Anayasa Mahkemesinin 2019/17968 Başvuru Numaralı Kararı
Şirketin Vergi Yükümlülüğünün İhlalinden Doğan Vergi ve Cezanın Kanuni Temsilci Adına Tarhı Nedeniyle Mülkiyet Hakkının İhlal Edilmesi
26 Ağustos 2022 Tarihli Resmi Gazete
Sayı: 31935
Anayasa Mahkemesi Başkanlığından:
BİRİNCİ BÖLÜM
KARAR
TEVFİK AYHAN BAŞVURUSU
Başvuru Numarası: 2019/17968
Karar Tarihi: 29/6/2022
ÖZET:
Anayasa Mahkemesi Birinci Bölümü 29/6/2022 tarihinde, Tevfik Ayhan (B. No: 2019/17968) başvurusunda Anayasa’nın 35. maddesinde güvence altına alınan mülkiyet hakkının ihlal edildiğine karar vermiştir.
Olaylar
Başvurucunun 27/6/2012 tarihinden sonraki dönemde yönetim kurulu başkanlığı yaptığı şirkete ait eğitim kurumları, öğrenci yurtları ve dershaneler 667 sayılı Olağanüstü Hâl Kanun Hükmünde Kararnamesi’nin 2. maddesiyle kapatılmış; kapatılan eğitim kurumları, öğrenci yurtları ve dershanelere ait olan taşınırlar ile her türlü mal varlığı, alacak ve haklar, belge ve evrak Hazineye bedelsiz olarak devredilmiştir. 670 sayılı Olağanüstü Hal Kapsamında Alınması Gereken Tedbirler Hakkında Kanun Hükmünde Kararname’nin (670 sayılı KHK) 5. maddesinin (3) numaralı fıkrasıyla, şirketin faaliyetleri sonlandırılarak ticari sicil kaydı resen terkin edilmiş ve bunların devralınan varlıkları dışındaki varlıkları da Hazineye bedelsiz olarak devredilmiş sayılmıştır. Sözü edilen düzenleme uyarınca şirketin tüzel kişiliği de terkin edilmiştir.

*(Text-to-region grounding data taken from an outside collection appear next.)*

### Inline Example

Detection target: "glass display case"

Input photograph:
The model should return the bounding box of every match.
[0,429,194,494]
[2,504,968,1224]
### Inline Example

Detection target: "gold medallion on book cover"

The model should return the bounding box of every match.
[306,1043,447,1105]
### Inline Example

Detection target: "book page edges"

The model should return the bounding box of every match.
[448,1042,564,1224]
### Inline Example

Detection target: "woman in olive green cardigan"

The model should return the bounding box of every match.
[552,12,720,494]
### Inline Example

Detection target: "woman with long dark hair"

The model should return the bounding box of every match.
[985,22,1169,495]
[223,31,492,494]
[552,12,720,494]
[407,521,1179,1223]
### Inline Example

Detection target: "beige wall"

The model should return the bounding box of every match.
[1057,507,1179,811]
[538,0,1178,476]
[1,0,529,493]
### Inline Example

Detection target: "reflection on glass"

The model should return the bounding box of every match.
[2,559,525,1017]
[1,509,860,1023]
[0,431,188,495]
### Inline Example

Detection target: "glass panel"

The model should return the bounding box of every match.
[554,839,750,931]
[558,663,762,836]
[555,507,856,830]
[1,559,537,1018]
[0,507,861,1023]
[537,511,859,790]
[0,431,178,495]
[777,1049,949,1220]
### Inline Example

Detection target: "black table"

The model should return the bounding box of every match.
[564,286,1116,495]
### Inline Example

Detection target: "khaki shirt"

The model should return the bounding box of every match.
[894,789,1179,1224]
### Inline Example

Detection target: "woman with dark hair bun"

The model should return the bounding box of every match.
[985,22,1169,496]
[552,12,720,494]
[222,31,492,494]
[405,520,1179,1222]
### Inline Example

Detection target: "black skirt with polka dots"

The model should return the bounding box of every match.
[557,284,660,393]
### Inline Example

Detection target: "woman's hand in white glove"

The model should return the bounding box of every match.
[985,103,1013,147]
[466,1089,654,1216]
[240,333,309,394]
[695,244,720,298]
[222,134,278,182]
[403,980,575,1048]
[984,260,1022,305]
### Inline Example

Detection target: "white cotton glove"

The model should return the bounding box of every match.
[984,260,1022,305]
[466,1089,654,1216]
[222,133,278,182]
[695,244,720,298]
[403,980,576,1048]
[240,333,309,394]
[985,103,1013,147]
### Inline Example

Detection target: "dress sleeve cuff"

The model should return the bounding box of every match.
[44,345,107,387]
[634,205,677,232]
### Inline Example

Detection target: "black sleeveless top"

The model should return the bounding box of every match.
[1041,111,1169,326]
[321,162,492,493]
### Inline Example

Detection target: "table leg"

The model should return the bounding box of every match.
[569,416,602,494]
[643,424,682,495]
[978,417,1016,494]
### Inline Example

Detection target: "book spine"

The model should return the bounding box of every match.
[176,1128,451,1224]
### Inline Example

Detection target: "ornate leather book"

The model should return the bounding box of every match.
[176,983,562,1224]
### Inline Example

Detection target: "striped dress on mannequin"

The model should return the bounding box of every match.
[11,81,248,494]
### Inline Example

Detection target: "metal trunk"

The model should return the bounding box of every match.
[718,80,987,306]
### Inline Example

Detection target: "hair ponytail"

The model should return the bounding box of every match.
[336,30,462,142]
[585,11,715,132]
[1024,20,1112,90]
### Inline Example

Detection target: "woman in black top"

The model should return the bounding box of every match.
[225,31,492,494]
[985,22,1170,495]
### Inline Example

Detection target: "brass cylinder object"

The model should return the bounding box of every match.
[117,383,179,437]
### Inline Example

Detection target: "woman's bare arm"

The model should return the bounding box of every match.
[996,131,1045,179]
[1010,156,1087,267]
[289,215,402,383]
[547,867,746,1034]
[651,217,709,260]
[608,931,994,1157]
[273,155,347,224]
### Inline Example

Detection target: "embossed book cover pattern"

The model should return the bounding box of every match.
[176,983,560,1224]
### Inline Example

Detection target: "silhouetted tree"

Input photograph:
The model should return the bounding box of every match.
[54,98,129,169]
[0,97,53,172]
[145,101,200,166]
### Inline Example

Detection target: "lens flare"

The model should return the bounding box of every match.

Şirketin 1/7/2014-30/6/2015 ve 1/7/2015-30/6/2016 özel hesap dönemlerine ilişkin işlemleri 8/12/2016 tarihli vergi inceleme raporlarıyla incelenmiştir. Söz konusu raporlarda tespit edilen vergi ve cezalar, şirketin tüzel kişiliğinin sona ermiş olmasından dolayı kanuni temsilci sıfatıyla başvurucu adına tarh edilmiştir
Başvurucu tarafından açılan davalar Vergi Mahkemelerince kısmen reddedilmiş, kısmen de tarhiyatların iptaline karar verilmiştir. İstinaf istemleri bölge idare mahkemelerince esastan ve kesin olarak reddedilmiştir.
İddialar
Başvurucu, olağanüstü hâl tedbirleri kapsamında kanun hükmünde kararnameyle kapatılan şirketin vergi yükümlülüklerinin ihlalinden doğan vergi ve cezanın kanuni temsilci adına tarh edilmesi nedeniyle mülkiyet hakkının ihlal edildiğini iddia etmiştir.

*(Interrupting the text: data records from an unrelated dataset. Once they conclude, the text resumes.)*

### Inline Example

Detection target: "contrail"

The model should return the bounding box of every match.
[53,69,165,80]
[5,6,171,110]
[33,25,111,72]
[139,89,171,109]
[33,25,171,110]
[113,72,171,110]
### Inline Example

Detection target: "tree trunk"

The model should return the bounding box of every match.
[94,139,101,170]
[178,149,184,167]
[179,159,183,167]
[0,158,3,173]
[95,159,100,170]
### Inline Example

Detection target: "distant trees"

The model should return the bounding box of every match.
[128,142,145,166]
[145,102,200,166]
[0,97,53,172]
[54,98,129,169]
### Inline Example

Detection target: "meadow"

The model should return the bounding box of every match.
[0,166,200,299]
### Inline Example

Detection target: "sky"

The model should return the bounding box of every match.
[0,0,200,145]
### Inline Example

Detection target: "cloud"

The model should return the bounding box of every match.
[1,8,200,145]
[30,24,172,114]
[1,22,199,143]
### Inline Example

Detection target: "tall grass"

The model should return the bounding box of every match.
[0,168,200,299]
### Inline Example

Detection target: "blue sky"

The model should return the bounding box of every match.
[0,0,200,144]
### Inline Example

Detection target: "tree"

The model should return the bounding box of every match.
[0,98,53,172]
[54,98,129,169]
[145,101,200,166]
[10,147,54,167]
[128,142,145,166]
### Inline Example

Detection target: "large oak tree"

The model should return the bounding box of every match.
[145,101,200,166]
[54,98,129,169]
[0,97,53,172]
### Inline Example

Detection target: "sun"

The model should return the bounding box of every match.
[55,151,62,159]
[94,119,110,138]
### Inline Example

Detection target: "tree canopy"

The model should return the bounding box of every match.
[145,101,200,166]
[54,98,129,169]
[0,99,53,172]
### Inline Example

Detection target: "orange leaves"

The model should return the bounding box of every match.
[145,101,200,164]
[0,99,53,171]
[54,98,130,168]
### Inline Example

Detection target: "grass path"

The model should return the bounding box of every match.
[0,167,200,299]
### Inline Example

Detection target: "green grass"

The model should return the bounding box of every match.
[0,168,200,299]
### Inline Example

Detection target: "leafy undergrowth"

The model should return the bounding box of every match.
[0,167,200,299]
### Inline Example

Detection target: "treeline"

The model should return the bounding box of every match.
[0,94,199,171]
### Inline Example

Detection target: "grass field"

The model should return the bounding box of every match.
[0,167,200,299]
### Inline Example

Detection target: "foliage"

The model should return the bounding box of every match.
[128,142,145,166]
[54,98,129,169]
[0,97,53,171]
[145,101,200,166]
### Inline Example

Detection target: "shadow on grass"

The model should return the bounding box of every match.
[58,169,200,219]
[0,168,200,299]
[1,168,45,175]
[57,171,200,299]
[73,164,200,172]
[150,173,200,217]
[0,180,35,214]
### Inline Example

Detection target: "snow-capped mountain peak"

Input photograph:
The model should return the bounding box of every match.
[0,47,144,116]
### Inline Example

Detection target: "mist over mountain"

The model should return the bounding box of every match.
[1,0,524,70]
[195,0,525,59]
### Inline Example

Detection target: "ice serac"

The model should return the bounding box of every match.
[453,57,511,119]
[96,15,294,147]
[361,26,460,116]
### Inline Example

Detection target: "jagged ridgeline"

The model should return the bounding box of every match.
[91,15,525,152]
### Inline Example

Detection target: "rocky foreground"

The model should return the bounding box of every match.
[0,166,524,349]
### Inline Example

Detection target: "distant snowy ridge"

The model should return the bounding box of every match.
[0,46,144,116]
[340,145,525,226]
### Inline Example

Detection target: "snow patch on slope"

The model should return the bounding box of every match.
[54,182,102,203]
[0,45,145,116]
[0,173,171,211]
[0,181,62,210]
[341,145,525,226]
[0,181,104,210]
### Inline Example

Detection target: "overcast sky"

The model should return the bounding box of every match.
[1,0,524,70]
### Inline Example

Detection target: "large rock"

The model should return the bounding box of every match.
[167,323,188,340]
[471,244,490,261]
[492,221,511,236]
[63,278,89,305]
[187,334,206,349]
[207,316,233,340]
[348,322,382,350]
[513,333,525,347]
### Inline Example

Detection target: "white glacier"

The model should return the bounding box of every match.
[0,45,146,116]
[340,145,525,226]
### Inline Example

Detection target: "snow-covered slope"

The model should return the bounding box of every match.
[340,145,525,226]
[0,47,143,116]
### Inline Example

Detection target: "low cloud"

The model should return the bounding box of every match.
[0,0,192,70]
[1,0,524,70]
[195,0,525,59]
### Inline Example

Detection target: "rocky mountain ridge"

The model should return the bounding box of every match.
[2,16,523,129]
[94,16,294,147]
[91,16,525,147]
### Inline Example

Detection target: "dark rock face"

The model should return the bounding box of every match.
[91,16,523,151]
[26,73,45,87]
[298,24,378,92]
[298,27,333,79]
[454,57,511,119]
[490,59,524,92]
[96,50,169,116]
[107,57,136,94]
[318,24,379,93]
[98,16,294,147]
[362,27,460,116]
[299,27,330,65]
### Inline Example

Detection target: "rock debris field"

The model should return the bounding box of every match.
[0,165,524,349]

Mahkemenin Değerlendirmesi
Verginin kanuniliği ilkesi, verginin mükellefinin kanunda açık bir biçimde düzenlenmesini gerektirir. Verginin mükellefine ilişkin hükümlerin belirli ve öngörülebilir olmaması verginin kanuniliği ilkesini ihlal eder. 670 sayılı KHK’nın 5. maddesinin (3) numaralı fıkrasında, kapatılan kurumların bağlı oldukları şirketlerin faaliyetleri sonlandırılarak ticari sicil kayıtları resen terkin edilmiş ise de şirketlerin tüzel kişiliğinin devam ettiği dönemdeki vergisel yükümlülüklerin ihlal edildiğinin tespiti hâlinde uygulanacak vergi ve cezaların kimin adına tarh edileceğine ilişkin bir hüküm yer almamaktadır.

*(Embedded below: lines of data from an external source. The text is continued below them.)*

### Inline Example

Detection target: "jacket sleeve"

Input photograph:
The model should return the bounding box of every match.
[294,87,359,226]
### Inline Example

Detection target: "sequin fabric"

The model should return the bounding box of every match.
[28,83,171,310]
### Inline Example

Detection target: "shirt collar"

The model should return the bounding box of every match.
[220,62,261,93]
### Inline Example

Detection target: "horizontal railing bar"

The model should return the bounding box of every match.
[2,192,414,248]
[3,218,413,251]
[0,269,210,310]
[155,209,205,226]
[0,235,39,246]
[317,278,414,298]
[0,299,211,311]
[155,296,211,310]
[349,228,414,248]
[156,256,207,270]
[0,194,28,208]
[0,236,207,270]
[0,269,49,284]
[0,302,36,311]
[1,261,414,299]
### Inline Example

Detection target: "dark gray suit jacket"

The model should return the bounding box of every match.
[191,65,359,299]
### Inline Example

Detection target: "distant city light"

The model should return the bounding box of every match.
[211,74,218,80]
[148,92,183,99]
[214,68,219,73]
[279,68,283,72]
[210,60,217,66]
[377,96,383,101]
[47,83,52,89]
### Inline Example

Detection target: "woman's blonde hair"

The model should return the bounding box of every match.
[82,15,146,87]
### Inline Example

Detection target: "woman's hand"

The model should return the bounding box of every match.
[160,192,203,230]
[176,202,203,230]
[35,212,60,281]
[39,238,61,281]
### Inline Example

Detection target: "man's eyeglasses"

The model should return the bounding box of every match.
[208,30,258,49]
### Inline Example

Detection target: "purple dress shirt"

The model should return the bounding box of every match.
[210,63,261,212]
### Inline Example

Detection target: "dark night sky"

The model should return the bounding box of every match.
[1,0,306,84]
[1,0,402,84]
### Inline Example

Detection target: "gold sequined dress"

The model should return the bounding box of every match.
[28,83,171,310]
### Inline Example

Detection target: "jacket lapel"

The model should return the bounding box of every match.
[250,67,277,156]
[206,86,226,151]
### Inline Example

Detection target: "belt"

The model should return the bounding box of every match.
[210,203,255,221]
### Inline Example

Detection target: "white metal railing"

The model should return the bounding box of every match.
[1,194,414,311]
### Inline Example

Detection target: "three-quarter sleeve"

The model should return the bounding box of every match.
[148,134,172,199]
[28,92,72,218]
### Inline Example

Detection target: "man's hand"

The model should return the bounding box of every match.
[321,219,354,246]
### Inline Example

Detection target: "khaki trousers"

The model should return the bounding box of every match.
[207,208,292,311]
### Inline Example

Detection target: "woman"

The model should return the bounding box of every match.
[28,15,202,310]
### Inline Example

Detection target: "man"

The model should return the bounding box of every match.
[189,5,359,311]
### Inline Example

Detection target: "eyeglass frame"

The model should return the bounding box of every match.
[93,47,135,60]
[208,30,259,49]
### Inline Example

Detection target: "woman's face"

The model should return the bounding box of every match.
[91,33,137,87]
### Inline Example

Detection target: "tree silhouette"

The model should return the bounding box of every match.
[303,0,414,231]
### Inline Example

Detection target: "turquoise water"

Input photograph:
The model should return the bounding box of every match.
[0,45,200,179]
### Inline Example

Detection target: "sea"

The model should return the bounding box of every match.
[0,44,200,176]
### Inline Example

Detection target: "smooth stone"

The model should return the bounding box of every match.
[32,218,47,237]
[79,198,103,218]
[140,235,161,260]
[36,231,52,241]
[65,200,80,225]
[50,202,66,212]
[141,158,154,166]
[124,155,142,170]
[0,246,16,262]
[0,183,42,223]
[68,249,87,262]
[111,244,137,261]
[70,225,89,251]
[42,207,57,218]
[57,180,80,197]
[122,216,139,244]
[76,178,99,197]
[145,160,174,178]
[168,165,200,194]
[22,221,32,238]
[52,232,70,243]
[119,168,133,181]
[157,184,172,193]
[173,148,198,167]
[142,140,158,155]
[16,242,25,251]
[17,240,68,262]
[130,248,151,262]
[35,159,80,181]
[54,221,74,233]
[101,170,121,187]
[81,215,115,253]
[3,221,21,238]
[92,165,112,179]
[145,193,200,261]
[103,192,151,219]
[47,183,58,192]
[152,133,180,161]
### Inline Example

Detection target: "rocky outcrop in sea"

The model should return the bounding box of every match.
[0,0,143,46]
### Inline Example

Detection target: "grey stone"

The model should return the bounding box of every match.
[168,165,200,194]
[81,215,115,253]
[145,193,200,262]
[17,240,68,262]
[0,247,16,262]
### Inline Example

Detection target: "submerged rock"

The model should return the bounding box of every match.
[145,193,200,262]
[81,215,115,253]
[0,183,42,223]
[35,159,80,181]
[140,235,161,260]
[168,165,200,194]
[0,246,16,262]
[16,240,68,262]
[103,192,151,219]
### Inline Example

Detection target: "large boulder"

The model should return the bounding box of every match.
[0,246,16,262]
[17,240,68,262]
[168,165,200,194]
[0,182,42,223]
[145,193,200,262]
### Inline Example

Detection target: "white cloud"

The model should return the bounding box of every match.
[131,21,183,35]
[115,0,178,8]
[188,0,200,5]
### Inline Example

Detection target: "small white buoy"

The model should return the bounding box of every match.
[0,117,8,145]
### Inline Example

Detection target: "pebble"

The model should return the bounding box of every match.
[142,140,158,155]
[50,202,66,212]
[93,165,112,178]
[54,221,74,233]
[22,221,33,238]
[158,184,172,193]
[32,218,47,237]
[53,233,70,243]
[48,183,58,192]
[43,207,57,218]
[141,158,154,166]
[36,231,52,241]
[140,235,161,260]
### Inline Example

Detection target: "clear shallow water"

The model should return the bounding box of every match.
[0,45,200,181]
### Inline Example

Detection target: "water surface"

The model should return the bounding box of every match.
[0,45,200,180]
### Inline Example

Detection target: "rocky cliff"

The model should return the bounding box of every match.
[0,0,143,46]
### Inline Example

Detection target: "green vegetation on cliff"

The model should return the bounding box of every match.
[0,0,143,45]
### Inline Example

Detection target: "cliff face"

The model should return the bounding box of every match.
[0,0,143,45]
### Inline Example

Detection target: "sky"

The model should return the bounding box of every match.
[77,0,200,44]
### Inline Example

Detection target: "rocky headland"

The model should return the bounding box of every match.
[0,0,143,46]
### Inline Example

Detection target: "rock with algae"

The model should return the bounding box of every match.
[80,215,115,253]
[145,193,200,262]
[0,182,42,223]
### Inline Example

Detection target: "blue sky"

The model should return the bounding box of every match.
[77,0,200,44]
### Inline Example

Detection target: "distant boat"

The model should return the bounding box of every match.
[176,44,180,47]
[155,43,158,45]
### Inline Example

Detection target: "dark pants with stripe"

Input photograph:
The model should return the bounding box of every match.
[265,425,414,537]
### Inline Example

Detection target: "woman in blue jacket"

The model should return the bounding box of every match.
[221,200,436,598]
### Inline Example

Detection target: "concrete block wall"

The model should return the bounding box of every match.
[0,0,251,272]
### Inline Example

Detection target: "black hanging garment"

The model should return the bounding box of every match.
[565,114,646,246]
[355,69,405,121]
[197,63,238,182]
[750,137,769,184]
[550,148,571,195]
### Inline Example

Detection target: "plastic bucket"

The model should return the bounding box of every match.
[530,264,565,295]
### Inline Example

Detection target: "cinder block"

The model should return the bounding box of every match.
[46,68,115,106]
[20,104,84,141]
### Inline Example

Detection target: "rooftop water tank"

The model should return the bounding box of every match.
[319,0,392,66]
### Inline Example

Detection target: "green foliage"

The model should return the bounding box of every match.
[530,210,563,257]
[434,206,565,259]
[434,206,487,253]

Öte yandan vergi borcunun kanuni temsilci adına tarh edilmesini öngören bir düzenleme de 213 sayılı Vergi Usul Kanun‘un 10. maddesinde mevcut değildir. Şu hâlde 213 sayılı Kanun’un 10. maddesinin şirketin vergi borcunun başvurucu adına tarh edilmesine kanuni dayanak teşkil ettiği söylenemeyecektir.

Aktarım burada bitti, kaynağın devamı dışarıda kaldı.